QIE configuration files
QIE is configured by creating a qie.cfg
on a data source.
The Configuration file manager can be used to create and edit this file. Lines in the configuration file have the following format:
qie.cfg
# comment line
qie_weight url_pattern
Where:
- qie_weight
-
is a floating point number (within a range of 0.0-1.0), specifying the QIE weight to be applied. A value between 0.5 and 1.0 indicates an up-weight, a value between 0.0 and 0.5 indicates a down-weight.
The default value of QIE weight is a configurable value, set in the
qie.default_weight
configuration key.

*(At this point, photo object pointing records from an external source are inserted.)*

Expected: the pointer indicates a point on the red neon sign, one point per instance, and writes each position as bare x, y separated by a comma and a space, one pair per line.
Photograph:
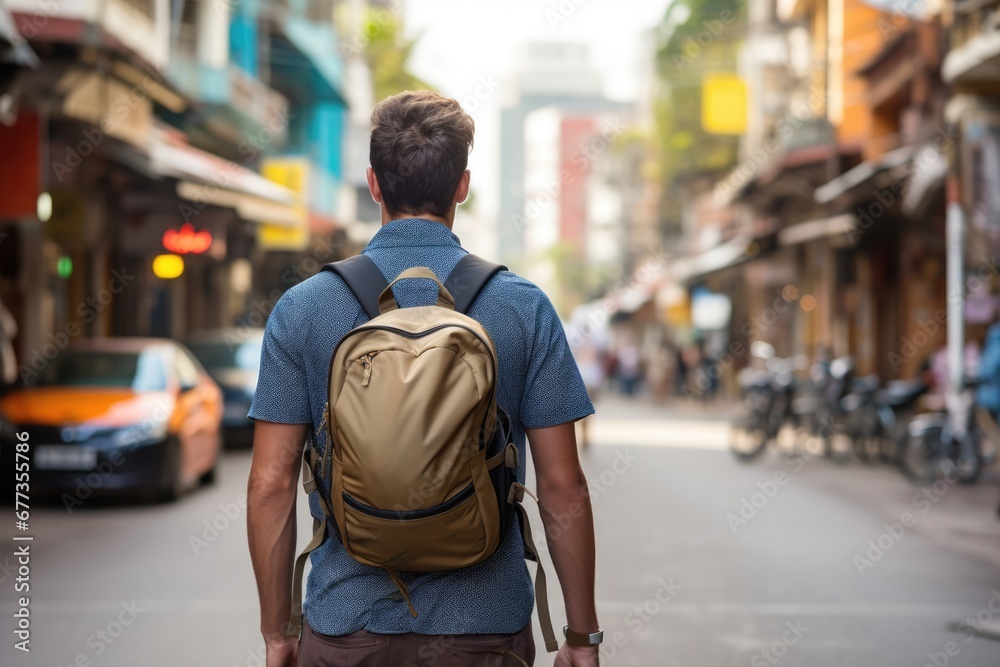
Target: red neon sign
187, 241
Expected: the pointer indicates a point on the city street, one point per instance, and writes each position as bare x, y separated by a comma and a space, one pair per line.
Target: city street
816, 568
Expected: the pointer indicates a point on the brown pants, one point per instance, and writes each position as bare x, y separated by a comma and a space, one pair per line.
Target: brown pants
366, 649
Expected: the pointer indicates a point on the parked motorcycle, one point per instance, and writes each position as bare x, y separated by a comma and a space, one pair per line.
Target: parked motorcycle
946, 443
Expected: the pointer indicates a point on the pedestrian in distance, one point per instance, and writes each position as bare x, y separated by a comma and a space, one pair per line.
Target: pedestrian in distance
410, 380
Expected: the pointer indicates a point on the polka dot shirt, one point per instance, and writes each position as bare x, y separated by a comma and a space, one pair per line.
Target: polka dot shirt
539, 385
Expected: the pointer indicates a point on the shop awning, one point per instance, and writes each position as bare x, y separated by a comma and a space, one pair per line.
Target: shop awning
930, 169
861, 174
209, 179
976, 60
304, 61
720, 257
18, 52
817, 229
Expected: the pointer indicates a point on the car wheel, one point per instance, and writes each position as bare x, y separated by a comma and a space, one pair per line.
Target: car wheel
209, 476
171, 488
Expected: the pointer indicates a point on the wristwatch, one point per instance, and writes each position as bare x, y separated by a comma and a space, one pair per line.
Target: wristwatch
581, 639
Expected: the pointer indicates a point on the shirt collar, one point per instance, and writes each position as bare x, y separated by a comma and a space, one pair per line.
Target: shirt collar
413, 233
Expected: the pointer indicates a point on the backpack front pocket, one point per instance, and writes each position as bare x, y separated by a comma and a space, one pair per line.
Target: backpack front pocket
441, 537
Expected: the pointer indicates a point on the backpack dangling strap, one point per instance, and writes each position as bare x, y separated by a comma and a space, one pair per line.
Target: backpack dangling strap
319, 534
404, 590
468, 279
363, 278
517, 492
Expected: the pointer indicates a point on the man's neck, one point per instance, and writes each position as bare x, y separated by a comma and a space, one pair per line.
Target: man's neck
389, 217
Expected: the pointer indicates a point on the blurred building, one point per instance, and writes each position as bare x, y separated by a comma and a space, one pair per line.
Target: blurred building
207, 132
827, 235
548, 74
972, 68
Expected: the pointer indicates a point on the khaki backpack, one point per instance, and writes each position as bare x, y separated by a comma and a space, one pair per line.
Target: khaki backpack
419, 471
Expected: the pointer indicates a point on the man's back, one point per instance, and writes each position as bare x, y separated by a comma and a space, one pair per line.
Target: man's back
539, 386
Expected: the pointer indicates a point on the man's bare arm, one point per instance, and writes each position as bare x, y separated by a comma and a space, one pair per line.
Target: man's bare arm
564, 502
271, 494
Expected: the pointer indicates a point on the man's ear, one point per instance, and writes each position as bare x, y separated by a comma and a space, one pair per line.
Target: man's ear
373, 186
462, 192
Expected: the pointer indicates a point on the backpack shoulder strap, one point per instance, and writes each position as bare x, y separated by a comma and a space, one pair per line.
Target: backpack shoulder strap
468, 278
363, 278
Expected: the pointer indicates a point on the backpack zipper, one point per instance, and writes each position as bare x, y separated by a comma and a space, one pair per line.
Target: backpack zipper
411, 515
366, 364
421, 334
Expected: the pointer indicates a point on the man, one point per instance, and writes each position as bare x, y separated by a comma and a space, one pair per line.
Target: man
354, 614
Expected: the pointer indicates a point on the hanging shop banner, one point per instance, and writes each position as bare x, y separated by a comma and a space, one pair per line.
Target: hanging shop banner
293, 173
723, 104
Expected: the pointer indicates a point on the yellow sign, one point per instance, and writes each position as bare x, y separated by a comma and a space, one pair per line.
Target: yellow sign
723, 104
293, 173
168, 267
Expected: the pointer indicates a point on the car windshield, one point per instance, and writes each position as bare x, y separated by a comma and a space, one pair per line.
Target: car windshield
222, 355
139, 371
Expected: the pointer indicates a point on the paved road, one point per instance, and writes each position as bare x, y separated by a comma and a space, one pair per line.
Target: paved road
685, 579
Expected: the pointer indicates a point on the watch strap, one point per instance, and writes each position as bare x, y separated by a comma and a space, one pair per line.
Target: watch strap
581, 638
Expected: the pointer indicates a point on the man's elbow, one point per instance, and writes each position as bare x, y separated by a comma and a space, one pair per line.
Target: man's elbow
265, 487
566, 484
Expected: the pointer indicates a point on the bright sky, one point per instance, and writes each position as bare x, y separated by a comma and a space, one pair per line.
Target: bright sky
464, 41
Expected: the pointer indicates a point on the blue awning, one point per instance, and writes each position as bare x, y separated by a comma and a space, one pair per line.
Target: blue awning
305, 63
18, 51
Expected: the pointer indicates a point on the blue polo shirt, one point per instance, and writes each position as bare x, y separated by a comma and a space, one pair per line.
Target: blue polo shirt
539, 385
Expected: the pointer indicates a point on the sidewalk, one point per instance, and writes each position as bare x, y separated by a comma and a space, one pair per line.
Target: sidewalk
639, 422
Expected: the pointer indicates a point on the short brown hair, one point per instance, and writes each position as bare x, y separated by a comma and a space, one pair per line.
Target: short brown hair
419, 150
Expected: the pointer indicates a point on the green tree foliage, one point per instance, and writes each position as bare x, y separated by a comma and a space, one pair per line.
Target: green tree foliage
387, 52
699, 37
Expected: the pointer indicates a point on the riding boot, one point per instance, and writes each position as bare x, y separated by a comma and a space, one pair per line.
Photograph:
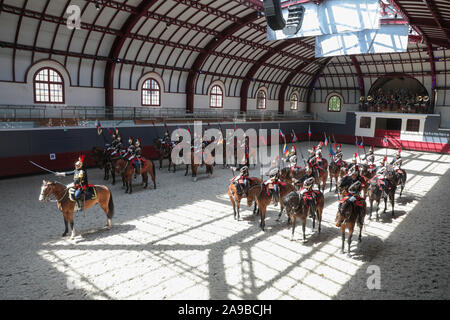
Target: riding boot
79, 204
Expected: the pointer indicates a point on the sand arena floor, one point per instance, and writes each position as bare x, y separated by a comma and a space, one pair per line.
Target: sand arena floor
180, 241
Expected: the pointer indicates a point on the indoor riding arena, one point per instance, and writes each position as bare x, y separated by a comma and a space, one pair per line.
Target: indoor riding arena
166, 149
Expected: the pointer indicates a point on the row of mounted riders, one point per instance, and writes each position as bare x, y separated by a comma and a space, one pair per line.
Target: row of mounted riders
114, 158
293, 188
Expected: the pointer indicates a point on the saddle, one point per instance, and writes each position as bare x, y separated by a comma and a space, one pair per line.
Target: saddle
89, 194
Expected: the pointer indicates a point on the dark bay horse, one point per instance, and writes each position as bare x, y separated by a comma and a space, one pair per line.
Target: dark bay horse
66, 206
297, 207
259, 194
104, 161
336, 172
164, 152
376, 192
347, 220
127, 171
235, 198
194, 167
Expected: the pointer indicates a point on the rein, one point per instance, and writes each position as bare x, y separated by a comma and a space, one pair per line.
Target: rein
64, 195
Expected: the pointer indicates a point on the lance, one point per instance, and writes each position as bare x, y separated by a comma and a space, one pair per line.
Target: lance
40, 167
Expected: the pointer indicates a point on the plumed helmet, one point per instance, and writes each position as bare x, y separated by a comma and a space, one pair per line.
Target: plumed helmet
274, 172
309, 182
80, 161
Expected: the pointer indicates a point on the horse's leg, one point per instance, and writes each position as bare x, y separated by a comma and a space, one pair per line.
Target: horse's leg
145, 179
263, 217
304, 226
66, 226
238, 205
350, 234
294, 219
392, 203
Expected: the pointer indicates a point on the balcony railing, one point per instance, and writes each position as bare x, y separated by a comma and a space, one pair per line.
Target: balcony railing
75, 114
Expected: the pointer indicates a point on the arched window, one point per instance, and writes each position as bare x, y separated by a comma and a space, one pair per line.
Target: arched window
261, 100
334, 104
48, 86
294, 101
151, 93
216, 99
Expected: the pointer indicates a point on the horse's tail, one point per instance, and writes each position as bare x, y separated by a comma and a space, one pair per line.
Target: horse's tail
153, 169
110, 206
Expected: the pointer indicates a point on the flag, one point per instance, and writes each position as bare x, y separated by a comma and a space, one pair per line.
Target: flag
332, 153
294, 137
285, 150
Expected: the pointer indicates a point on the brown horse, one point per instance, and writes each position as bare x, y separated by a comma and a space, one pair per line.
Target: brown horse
336, 172
127, 170
259, 194
297, 207
194, 168
347, 220
105, 162
66, 206
288, 175
164, 152
235, 198
321, 176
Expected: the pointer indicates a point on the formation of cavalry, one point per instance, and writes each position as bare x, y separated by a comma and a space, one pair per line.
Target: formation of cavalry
289, 185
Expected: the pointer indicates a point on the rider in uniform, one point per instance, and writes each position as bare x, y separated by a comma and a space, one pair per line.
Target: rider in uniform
352, 198
243, 175
397, 161
274, 180
80, 181
308, 194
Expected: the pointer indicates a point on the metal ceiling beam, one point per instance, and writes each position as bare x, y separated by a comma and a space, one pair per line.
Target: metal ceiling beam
286, 83
252, 71
132, 20
437, 17
359, 74
208, 50
313, 83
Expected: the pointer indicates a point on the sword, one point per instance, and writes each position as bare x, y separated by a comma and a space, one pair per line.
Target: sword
41, 167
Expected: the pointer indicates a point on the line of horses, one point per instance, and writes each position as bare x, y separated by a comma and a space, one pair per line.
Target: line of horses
296, 205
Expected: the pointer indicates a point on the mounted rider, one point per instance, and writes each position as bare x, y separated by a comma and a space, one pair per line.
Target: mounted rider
353, 198
80, 181
397, 161
272, 185
242, 180
308, 195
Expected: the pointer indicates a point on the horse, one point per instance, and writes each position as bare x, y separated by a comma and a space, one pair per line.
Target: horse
288, 175
296, 207
164, 152
335, 171
376, 192
399, 178
66, 206
235, 198
104, 161
258, 193
347, 220
127, 170
194, 167
321, 175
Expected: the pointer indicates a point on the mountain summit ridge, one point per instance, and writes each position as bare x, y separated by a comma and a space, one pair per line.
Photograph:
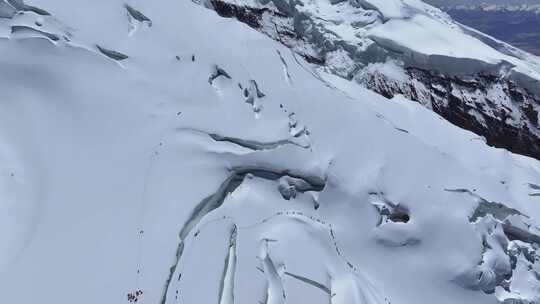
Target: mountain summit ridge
448, 67
166, 155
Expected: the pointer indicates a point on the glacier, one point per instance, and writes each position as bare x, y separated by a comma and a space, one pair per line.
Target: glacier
154, 152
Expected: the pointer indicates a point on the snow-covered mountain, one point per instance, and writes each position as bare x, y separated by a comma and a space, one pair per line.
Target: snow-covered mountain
489, 7
154, 152
413, 49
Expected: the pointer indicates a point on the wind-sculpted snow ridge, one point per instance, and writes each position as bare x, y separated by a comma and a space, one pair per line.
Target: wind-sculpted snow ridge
410, 48
214, 165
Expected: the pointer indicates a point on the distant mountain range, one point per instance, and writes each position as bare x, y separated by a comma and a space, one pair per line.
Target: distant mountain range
516, 24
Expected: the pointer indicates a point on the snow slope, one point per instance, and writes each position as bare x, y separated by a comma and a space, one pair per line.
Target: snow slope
196, 160
452, 69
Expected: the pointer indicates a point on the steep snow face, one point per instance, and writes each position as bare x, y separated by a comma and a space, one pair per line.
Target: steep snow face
439, 56
166, 155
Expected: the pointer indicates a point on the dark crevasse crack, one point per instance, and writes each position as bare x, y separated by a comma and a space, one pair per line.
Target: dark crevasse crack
19, 5
112, 54
226, 289
389, 211
485, 207
137, 15
218, 72
216, 200
310, 282
26, 29
275, 293
252, 92
254, 145
508, 240
285, 68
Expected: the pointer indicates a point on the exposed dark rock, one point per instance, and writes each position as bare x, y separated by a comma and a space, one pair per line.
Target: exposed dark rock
112, 54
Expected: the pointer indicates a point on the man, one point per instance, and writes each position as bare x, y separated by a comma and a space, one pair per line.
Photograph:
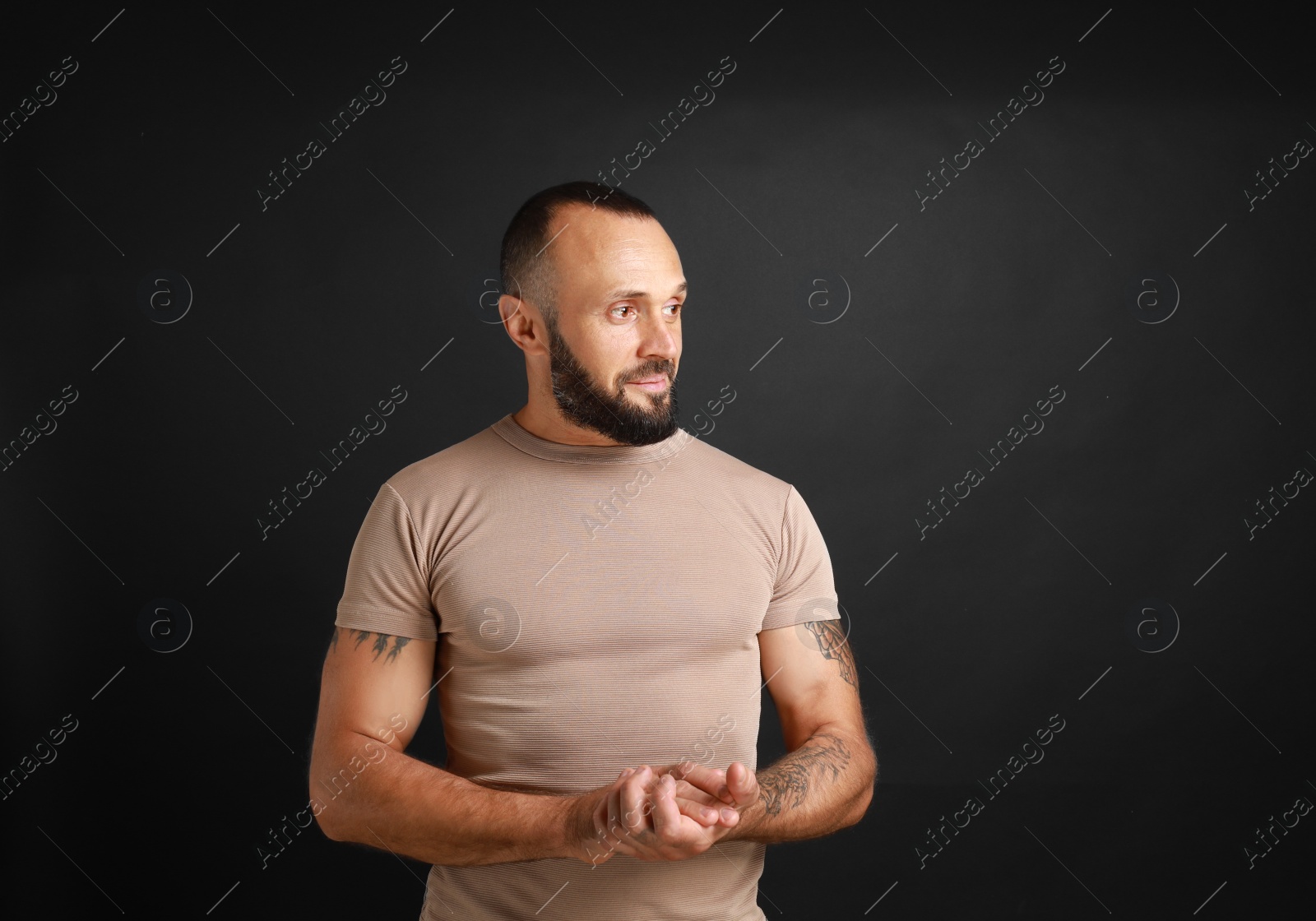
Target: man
599, 599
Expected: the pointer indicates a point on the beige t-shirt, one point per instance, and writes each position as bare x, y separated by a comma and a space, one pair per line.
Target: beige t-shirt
599, 609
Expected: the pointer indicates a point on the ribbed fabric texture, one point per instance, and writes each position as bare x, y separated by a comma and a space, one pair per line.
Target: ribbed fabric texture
598, 609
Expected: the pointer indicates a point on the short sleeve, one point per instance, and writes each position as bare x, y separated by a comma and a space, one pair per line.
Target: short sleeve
387, 590
804, 589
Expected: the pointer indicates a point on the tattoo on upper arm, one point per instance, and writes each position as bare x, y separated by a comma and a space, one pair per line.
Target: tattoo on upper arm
379, 645
786, 784
833, 645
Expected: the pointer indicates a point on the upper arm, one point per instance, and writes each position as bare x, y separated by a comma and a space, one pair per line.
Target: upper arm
373, 684
811, 674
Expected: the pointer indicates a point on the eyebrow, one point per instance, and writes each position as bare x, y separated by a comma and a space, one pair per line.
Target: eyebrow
623, 295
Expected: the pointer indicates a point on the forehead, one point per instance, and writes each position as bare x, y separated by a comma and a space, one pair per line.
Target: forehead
602, 243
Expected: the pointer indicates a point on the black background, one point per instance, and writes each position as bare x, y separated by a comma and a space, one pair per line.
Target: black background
1013, 280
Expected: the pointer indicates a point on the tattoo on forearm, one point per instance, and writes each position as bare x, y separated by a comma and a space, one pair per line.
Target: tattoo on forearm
786, 784
833, 645
379, 645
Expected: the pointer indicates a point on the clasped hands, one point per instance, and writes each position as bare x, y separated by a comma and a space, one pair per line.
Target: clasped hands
662, 813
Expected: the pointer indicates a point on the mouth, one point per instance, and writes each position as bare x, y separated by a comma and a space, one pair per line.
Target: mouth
656, 383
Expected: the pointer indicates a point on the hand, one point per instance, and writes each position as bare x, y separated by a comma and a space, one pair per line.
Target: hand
598, 821
675, 812
737, 786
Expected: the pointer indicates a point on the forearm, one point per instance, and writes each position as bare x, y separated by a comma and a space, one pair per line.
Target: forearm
819, 789
431, 815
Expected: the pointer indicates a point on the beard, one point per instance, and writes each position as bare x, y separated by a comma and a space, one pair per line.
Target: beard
609, 410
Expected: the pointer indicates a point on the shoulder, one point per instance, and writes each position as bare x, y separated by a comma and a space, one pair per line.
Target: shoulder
737, 475
456, 469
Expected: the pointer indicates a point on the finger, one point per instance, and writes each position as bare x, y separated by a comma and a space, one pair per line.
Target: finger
741, 784
697, 809
666, 816
633, 795
711, 780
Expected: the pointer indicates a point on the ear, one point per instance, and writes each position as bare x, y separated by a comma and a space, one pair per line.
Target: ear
523, 324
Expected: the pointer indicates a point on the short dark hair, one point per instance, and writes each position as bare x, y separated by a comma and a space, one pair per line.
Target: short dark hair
533, 278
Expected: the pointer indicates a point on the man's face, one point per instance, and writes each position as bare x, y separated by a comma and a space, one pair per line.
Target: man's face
620, 291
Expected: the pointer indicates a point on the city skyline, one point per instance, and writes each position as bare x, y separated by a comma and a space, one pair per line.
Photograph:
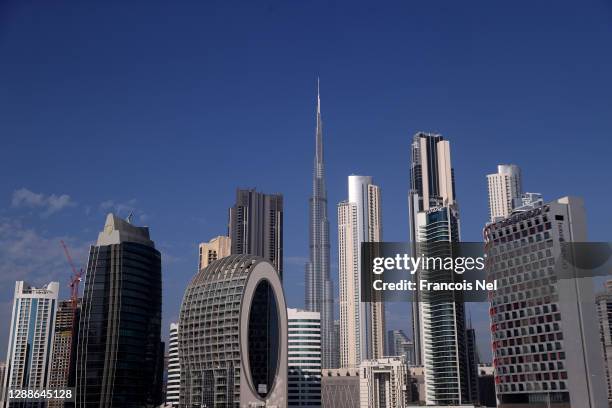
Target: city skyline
35, 212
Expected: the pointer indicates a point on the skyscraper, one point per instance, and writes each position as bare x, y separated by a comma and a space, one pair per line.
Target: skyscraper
319, 288
362, 326
335, 355
61, 373
438, 317
214, 249
30, 339
173, 384
256, 226
544, 327
120, 354
233, 336
472, 362
384, 383
505, 187
604, 311
304, 358
400, 345
2, 378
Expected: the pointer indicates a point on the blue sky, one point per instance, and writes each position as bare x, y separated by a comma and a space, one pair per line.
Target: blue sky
164, 109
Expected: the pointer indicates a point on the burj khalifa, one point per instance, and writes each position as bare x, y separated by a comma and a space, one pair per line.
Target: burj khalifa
319, 288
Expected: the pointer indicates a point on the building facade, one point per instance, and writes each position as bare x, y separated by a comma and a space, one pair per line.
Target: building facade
473, 359
318, 285
29, 355
384, 383
233, 336
2, 378
173, 381
545, 348
438, 317
604, 312
400, 345
340, 388
61, 374
505, 187
214, 249
304, 358
362, 325
119, 358
256, 226
335, 359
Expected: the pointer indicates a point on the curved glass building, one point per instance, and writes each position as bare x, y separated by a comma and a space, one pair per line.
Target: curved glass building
233, 336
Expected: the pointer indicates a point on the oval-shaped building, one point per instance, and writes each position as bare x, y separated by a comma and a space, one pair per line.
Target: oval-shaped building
233, 336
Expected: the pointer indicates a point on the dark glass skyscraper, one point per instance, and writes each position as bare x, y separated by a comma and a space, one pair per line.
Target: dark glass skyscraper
256, 226
438, 316
319, 289
120, 354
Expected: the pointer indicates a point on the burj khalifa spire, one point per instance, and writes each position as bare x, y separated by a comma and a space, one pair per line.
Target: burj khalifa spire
319, 288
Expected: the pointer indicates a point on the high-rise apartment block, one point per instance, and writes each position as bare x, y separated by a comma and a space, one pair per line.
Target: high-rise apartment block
380, 383
604, 311
335, 356
384, 383
61, 375
29, 354
505, 187
400, 345
119, 353
256, 226
362, 326
304, 358
340, 388
473, 360
214, 249
318, 285
544, 326
173, 381
438, 317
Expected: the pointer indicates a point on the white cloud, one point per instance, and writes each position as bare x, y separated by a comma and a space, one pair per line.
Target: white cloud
49, 204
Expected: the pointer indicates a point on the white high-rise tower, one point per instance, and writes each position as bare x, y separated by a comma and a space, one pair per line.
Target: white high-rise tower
318, 285
505, 189
31, 336
362, 325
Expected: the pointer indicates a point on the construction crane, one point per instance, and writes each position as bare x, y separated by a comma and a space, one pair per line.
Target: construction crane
75, 279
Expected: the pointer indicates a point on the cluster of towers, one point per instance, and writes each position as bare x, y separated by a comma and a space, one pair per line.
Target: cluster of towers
238, 344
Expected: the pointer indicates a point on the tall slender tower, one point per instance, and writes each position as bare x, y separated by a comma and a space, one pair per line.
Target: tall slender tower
32, 328
438, 318
362, 325
505, 189
119, 360
318, 294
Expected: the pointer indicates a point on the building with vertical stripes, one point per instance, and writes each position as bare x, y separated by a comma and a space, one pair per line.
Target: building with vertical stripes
438, 317
362, 324
31, 333
304, 358
173, 381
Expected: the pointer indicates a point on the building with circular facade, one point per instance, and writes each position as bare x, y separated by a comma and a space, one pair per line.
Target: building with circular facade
233, 336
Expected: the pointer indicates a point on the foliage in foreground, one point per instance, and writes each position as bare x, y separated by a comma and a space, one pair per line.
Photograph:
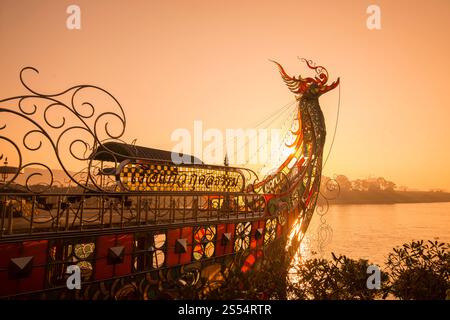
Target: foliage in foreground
420, 270
416, 270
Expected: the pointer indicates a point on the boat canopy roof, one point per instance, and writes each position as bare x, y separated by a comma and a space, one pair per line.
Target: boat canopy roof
124, 151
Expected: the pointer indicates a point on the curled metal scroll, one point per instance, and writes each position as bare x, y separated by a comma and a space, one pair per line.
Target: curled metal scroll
67, 123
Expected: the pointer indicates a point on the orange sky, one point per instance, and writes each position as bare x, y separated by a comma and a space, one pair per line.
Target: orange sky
172, 62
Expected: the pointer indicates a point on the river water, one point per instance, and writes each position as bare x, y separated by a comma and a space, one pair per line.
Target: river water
371, 231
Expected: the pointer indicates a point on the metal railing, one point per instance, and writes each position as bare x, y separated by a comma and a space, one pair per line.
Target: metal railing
29, 214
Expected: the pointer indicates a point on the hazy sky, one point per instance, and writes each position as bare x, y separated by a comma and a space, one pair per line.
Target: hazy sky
172, 62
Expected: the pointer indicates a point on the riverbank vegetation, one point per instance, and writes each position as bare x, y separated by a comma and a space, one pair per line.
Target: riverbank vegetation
419, 270
381, 191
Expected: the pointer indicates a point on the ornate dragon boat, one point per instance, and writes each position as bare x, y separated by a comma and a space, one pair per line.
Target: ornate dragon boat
137, 223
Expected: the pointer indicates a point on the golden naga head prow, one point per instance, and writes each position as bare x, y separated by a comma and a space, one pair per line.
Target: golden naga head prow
308, 86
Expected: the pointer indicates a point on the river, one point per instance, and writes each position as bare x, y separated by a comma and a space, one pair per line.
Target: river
371, 231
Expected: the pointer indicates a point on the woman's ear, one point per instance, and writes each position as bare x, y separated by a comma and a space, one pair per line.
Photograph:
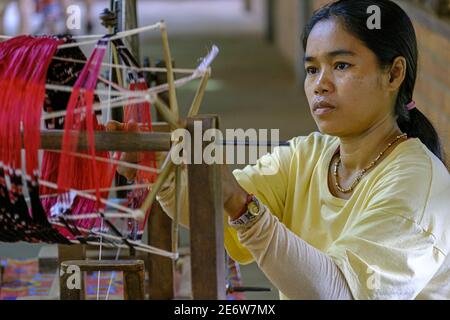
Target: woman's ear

This weight is applied to any URLs that do match another pattern in the QIE configurationqie.cfg
.If
qie.default_weight
is not specified, it defaults to a neutral weighting of0.5
. - url_pattern
-
is a perl5 syntax regular expression to be matched against the document’s indexed URL.
- comment-line
-
is an ignored line starting with a hash.
For example:
qie.cfg
# down-weight pages from all states except Western Australia
0.25 ^(https://)?[^/]*nsw.gov.au/
1.0 ^(https://)?[^/]*wa.gov.au/
0.25 ^(https://)?[^/]*sa.gov.au/
0.25 ^(https://)?[^/]*nt.gov.au/
Each indexed URL is matched against every URL pattern, stopping at the first match. If none match, a default score of 0.5 is applied.
PADRE strips "http:// " from URLs which start with that. Consequently, don’t include "http:// " in your URL patterns. |
At indexing time if a data source has a qie.cfg
file a supplemental index file will be produced that contains information on URLs to up-weight and down-weight.
QIE configuration is not automatically applied to all generations in a push data source. QIE configurations are applied to newly committed generations as well as merged generations. To re-apply QIE configurations to an entire Push collection you will need to trigger a vacuum via the API. |
QIE default weight
The qie.default_weight
setting can be used to set a default weighting for QIE, which is applied to any document that doesn’t match a URL pattern specified in the qie.cfg
. This is set within the data source configuration.
If this value is not set, it defaults to 0.5 which is a neutral value. A value >0.5 indicates an upweight, a value <0.5 indicates a downweight.